Why don’t the swimming pool people understand that a swimming direction is a thing?! Before you jump in head first observe the bloody swimming pool for just 2 seconds. You’ll either see a sign telling you which direction or you will see some people trying to swim in that direction – or you just keep it clockwise. Clear? Some people in my local swimming pool actually swim across the width of the swimming pool – I can’t even – are these people real?! (yeh they very real – every Saturday and Sunday in Walsall swimming baths, thank you very much)
💦 Get a one piece swimsuit for Christ’s sake!
I’m not gonna lie – I used to be one of them. One of those girl who can’t be bothered to get a one piece swimsuit just for the few times she goes to an indoor swimming pool (as opposed to a lake or a hotel swimming pool in Egypt). I finally got my one piece about two weeks back & let me tell you – it’s so much more comfortable! SO SO COMFORTABLE! It makes me look a bit like a boy (it flattens your boobs to zero) however mine has got a cat on it and only cost a fiver, and that makes my morning swims worth it, yes!
💦 Find a suitable after-chlorine moisturiser
That is a difficult one, ladies & gents. Oil (my holy grail moisturisers) don’t seem to work on my dry chlorine soaked skin. I was actually a little terrified when I figured that out – the dread when the divinely scented Nuxe oil doesn’t work, urgh! Thanks to the guys at E45 (which I wouldn’t normally pick up – let’s just say it now: the packaging is not the most impressive, right) I had the E45 Intense Recovery lotion on my back pocket. Hallelujah!
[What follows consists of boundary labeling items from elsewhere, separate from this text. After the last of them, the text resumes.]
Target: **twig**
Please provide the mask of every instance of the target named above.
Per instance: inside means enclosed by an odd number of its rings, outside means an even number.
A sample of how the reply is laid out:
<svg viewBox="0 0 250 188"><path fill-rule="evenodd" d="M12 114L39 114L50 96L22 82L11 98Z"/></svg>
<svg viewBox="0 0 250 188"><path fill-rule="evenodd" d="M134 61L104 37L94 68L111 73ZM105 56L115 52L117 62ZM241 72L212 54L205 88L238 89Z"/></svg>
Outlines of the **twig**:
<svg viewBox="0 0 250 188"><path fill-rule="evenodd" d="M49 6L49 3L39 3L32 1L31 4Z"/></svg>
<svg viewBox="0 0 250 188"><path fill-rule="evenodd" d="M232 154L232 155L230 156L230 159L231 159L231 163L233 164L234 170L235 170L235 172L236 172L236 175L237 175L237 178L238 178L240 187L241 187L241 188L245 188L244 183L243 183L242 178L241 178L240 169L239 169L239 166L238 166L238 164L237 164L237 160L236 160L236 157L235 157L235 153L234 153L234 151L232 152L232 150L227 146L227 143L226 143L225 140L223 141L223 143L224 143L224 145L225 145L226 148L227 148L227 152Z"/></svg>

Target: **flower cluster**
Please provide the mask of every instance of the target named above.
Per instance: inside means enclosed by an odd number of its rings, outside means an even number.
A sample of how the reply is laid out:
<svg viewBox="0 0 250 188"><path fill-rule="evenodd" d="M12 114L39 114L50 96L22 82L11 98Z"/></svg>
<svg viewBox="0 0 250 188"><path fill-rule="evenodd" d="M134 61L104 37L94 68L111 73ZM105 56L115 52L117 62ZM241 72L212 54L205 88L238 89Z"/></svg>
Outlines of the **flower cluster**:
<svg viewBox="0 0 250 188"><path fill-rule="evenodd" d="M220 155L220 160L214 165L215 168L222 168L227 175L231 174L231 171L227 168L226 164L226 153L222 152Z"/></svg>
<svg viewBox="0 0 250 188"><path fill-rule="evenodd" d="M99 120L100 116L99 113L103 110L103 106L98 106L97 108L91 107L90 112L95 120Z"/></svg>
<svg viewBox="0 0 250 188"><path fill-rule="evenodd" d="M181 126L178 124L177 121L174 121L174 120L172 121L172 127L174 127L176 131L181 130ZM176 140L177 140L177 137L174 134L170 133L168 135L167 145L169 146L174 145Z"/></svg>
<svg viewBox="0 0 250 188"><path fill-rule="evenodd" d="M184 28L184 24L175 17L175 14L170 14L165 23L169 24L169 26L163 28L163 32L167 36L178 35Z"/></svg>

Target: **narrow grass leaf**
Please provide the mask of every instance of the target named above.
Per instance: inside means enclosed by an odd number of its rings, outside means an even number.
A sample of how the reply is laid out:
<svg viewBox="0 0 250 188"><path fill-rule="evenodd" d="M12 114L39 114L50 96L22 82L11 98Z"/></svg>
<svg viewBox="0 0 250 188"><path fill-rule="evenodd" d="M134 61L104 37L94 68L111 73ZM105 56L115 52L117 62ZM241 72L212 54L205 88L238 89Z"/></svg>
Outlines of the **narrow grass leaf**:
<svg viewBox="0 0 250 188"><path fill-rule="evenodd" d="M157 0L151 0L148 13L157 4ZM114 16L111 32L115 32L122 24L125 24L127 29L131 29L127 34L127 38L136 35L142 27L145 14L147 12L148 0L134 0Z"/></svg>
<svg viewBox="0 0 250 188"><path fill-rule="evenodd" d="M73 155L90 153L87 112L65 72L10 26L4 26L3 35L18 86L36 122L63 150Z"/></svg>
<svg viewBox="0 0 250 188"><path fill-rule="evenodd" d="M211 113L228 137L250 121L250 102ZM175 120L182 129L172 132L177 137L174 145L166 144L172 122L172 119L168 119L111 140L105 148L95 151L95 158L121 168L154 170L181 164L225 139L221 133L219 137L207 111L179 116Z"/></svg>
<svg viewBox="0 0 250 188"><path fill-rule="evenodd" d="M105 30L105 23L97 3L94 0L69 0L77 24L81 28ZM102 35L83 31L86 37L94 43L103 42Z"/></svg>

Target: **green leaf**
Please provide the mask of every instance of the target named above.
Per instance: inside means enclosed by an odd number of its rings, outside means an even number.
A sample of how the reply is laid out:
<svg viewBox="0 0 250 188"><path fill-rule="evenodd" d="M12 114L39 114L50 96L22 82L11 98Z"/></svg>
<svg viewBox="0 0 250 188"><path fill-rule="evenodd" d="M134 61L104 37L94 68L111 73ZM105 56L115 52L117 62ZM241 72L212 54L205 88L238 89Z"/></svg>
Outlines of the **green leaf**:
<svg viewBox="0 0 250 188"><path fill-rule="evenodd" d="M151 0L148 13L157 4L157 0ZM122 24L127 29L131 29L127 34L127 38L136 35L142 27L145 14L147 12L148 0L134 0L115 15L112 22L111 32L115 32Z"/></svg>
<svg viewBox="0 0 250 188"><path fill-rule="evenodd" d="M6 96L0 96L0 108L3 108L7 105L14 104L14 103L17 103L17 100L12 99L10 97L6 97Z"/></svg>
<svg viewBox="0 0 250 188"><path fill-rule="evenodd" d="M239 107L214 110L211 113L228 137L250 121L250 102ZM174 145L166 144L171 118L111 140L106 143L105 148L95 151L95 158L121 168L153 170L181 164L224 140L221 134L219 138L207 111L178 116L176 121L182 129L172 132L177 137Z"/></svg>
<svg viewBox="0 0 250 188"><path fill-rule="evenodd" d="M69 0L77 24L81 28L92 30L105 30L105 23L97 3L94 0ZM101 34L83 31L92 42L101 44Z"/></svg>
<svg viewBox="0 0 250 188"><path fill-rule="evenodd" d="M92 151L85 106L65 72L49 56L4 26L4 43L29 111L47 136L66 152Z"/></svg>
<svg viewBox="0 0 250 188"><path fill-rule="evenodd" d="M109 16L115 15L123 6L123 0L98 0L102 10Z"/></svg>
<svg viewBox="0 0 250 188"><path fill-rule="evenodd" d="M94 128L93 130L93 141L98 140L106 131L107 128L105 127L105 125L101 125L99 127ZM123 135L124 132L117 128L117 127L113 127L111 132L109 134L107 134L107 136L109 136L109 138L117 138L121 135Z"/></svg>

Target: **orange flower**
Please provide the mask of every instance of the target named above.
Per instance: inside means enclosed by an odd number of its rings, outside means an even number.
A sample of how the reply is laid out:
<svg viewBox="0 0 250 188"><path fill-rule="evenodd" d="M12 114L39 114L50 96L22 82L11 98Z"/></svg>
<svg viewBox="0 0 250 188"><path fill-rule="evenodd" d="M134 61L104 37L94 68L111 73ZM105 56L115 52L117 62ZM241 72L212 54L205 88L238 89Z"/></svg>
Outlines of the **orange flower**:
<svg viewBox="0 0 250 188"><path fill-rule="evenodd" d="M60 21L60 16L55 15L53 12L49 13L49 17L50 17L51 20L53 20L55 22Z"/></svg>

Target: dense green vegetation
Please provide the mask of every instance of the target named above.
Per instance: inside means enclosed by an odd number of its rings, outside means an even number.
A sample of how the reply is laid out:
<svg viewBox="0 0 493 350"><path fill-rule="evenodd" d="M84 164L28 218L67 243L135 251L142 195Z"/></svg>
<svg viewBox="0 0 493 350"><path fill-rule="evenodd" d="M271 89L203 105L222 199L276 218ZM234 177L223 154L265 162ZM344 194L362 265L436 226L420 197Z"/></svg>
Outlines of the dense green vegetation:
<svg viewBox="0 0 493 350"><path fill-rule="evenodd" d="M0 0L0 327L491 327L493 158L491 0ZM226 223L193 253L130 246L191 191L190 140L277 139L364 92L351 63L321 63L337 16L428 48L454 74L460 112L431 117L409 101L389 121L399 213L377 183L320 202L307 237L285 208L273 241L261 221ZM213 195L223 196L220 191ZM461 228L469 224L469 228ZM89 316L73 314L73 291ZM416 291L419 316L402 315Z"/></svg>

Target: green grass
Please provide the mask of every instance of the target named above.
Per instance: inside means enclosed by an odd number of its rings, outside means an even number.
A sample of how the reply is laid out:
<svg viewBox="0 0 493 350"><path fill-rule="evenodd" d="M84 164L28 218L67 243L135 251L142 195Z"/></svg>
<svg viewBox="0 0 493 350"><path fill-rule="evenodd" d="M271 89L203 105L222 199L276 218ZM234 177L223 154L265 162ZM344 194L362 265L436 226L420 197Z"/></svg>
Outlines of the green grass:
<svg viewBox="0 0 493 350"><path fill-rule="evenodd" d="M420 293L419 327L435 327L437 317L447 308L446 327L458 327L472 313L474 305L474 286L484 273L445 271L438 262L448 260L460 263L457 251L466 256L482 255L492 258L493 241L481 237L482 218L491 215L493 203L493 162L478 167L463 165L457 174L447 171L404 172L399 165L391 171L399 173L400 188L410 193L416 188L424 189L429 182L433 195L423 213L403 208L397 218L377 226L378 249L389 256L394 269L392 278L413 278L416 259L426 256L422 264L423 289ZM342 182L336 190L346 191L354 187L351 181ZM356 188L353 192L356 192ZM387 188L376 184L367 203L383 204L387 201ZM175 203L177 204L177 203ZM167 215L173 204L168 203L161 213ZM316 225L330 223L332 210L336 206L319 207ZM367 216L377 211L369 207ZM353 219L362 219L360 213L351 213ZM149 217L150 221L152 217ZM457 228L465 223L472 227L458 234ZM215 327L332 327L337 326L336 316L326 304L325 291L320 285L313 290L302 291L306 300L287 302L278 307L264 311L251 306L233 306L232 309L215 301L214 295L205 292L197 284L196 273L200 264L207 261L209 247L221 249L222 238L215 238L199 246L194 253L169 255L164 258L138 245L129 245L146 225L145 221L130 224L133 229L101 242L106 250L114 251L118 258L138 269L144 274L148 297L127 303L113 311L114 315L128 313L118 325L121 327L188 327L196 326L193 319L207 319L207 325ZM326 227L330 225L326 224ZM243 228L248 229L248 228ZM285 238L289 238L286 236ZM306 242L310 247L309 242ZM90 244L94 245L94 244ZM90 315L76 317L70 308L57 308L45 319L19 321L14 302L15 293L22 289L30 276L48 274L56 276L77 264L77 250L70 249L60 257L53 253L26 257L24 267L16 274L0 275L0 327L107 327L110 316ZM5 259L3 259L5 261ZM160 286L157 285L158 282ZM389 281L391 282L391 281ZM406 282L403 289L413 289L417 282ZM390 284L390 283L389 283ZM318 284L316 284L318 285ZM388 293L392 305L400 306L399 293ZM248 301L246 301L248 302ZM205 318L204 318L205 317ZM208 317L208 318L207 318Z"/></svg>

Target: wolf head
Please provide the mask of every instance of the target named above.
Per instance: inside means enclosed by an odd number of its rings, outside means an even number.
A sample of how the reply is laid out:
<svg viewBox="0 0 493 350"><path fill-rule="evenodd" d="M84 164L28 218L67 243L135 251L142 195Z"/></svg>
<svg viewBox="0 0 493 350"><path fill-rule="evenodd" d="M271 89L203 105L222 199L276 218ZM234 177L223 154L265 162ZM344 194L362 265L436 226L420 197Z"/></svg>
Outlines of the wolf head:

What a life saver – it’s not even as thick as it sounds – it’s just really nourishing and rich once it’s sunken into the skin which is exactly what you want after your 30 laps of chlorine exposure. (read more about their moisturisers & how they work for various skin conditions).
💭 E45 have kindly sent me their moisturiser to try, the lack of swimming skills and an unhealthy obsession with cat gifs is however my very own.